Pakistan journalism 'under siege', warns Amnesty

Islamabad (AFP) - Journalists in Pakistan are "under siege", Amnesty International warned Wednesday, living with the constant threat of violence from intelligence agencies, armed groups such as the Taliban and even political parties.

The rights group said in a report that the authorities have "almost completely failed" to stem attacks on the media or hold those responsible to account.

Since the restoration of democratic rule in Pakistan in 2008, at least 34 journalists have been killed because of their work, Amnesty said, but the culprits have been brought to justice in only one of those cases.

Amnesty's report says the journalist death toll is only one part of a broader picture in which reporters have been threatened, abducted or tortured for their work.

"Pakistan?s media community is effectively under siege," said David Griffiths, Amnesty International?s Deputy Asia-Pacific Director.

"Journalists, in particular those covering national security issues or human rights, are targeted from all sides in a disturbing pattern of abuses carried out to silence their reporting."

Covering almost any sensitive story leaves journalists at risk from one side or another -- militants, intelligence agencies or political parties -- putting them in an "impossible position", Amnesty said.

- Row over anchor shooting -

The report comes as a furious row rages between the Inter-Services Intelligence (ISI) agency and leading media group Jang over the shooting of top TV anchor Hamid Mir.

The ISI has faced accusations of complicity -- hotly denied -- in the attack on Mir, the host of primetime chatshow "Capital Talk" on Jang's Geo TV station.

Mir is the second high-profile journalist to escape an attempt on his life in the past two months, after columnist and chatshow host Raza Rumi.

Amnesty said numerous journalists it interviewed for its report complained of harassment by the ISI and would not be named because they feared for their lives.

"The spy agency has been implicated in several abductions, torture and killings of journalists, but no serving ISI official has ever been held to account --allowing it to effectively operate beyond the reach of the law," Amnesty said.

The 60-page report "'A bullet has been chosen for you': Attacks on journalists in Pakistan" is based on research into more than 70 cases and interviews with more than 100 media workers.

While the nature and details of abuses vary from case to case, Amnesty said, all share the same aim: to "silence the media and stifle public debate".

It is the influence Pakistan's diverse, vigorously competitive media has on political life and national conversation that makes various factions seek to silence them, the report says.

Journalists face threats from a host of sources, according to Amnesty, including ISI, the Pakistani Taliban, Al-Qaeda-linked groups, ethnic Baluch rebels, Lashkar-e-Jhangvi (LeJ) militants and the Muttahida Qaumi Movement (MQM), a political party dominant in Karachi.
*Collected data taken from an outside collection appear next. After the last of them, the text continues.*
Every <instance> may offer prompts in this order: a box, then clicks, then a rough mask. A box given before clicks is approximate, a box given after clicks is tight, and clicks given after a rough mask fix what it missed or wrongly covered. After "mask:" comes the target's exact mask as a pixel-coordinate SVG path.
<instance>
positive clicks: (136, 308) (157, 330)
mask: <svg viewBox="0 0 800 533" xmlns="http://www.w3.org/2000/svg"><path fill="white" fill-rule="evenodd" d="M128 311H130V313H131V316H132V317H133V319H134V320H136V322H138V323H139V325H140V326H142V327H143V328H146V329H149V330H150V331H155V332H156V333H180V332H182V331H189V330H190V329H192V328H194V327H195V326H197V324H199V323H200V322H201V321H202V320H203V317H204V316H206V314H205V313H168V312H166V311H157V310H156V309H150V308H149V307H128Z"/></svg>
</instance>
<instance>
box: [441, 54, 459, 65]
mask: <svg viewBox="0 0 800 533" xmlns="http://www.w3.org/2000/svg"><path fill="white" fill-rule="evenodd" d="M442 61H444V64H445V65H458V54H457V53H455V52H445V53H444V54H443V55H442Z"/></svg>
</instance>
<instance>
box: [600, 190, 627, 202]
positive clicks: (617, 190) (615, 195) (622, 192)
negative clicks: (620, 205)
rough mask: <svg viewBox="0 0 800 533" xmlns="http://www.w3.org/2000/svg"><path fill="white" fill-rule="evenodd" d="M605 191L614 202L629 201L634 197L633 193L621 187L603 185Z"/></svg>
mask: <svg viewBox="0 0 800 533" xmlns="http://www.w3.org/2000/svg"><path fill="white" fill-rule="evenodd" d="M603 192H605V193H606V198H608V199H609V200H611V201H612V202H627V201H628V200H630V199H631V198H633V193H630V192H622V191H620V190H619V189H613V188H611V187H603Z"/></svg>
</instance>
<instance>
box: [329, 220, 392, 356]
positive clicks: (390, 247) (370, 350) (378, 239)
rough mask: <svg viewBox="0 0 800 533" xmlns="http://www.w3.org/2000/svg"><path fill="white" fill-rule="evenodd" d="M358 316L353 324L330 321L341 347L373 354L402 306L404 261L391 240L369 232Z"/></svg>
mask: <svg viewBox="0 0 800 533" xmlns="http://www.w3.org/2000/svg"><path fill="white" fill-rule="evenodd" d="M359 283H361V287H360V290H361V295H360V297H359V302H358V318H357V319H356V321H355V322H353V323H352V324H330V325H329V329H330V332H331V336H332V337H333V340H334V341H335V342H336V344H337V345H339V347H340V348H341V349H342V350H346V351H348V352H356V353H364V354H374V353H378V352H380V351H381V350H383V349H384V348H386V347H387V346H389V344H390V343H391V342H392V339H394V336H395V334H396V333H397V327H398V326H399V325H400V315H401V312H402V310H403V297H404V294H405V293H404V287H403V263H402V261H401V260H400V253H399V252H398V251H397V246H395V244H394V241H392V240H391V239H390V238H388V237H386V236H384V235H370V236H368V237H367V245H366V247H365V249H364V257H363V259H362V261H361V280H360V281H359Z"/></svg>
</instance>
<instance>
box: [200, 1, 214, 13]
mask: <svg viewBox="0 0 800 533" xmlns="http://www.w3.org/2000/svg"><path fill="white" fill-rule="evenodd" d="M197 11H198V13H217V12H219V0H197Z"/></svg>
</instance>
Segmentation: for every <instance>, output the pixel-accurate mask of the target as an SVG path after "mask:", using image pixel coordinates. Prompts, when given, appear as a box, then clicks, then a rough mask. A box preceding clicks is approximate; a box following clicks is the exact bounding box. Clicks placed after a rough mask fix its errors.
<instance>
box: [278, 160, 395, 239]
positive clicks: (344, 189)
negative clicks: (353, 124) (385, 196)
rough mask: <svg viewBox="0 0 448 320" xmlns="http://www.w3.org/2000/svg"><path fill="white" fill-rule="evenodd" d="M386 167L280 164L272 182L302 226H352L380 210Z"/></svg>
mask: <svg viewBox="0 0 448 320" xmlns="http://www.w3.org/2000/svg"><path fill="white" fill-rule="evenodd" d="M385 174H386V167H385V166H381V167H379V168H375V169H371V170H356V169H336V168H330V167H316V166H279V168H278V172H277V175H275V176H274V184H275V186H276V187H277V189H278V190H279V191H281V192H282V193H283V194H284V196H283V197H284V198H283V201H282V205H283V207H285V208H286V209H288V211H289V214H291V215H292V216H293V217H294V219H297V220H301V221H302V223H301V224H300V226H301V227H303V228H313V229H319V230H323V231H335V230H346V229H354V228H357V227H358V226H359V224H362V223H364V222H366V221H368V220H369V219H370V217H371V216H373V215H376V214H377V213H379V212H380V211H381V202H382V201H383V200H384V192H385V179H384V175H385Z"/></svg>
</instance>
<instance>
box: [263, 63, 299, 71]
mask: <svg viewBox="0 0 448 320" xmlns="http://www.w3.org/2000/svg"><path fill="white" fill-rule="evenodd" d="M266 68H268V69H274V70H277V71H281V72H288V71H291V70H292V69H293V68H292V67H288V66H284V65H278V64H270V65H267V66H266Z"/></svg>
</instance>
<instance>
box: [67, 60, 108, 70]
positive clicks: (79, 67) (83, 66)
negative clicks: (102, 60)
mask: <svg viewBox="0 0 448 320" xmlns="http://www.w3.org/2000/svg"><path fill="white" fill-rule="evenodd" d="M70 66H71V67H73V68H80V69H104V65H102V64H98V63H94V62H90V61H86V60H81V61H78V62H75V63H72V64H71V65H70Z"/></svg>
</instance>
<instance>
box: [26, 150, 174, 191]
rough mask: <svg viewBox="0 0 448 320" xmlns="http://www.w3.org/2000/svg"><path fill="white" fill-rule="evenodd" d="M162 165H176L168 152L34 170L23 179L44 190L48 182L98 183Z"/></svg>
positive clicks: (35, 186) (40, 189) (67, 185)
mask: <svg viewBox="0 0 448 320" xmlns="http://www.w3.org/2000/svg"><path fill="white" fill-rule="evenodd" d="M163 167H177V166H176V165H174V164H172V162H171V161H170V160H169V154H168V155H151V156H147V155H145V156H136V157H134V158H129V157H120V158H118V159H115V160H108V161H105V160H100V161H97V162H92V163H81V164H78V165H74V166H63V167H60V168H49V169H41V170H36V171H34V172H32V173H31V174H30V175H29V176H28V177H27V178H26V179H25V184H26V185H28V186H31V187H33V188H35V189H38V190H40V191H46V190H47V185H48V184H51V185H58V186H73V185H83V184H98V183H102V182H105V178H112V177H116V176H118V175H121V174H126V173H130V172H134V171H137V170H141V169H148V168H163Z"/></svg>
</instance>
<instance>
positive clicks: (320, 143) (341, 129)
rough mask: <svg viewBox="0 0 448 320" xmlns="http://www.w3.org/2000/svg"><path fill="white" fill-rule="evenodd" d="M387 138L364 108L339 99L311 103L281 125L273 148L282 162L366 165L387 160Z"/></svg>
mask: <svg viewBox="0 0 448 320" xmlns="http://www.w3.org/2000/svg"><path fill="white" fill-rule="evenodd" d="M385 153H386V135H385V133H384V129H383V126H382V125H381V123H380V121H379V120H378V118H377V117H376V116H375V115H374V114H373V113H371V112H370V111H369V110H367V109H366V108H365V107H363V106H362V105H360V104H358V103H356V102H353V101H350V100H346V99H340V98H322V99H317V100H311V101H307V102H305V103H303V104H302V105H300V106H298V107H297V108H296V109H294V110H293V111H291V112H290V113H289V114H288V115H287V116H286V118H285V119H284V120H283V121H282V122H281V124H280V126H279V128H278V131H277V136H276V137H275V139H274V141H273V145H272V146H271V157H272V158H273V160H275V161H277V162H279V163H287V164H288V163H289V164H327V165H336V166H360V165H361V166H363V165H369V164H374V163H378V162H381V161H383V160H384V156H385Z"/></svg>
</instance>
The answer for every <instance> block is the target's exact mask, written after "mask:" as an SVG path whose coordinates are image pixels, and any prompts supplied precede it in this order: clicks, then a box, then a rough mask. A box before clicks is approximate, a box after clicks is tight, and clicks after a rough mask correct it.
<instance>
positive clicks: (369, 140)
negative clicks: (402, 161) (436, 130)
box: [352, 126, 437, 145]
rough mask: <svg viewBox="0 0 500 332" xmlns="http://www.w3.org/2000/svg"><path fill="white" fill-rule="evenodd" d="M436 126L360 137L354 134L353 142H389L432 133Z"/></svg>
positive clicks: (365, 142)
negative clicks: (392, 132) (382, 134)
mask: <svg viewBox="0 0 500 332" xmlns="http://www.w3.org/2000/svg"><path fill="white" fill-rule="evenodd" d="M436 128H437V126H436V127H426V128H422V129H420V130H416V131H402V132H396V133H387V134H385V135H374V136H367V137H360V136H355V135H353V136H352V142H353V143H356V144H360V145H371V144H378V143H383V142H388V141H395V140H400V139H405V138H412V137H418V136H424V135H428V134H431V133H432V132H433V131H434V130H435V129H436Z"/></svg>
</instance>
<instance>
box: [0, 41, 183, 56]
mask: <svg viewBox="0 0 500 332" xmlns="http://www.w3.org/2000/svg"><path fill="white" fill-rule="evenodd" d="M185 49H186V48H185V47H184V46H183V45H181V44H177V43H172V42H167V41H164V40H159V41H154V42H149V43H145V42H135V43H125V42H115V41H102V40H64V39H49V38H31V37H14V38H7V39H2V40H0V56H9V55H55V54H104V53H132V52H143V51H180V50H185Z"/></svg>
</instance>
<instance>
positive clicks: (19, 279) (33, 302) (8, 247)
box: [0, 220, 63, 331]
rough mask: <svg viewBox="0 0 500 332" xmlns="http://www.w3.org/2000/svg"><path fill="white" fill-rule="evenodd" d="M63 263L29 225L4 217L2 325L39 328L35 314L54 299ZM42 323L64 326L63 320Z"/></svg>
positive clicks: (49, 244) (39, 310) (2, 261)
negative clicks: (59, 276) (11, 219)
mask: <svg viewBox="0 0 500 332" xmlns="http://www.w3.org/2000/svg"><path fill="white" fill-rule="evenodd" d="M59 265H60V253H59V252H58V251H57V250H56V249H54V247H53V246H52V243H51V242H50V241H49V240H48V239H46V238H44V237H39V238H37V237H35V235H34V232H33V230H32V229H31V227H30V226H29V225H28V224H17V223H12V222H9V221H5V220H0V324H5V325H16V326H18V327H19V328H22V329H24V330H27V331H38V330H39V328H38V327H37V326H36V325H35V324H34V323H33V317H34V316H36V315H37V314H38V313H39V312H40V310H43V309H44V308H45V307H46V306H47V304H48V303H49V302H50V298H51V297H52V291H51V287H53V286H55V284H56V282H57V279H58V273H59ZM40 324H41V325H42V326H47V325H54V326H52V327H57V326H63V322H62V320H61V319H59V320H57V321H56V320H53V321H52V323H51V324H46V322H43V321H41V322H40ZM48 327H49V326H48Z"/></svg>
Soon after he condemned a Taliban attack on an Express TV crew in Karachi, Rana Muhammad Azeem, the president of the Pakistan Federal Union of Journalists, received a call from someone claiming to be from the Taliban.

"He scolded me for speaking out against them and told me 'a bullet has been chosen for you'," Azeem said in the report.

Faced with these kinds of threats and all too aware that those making them are prepared to follow through, many journalists resort to self-censorship to protect themselves, said Griffiths.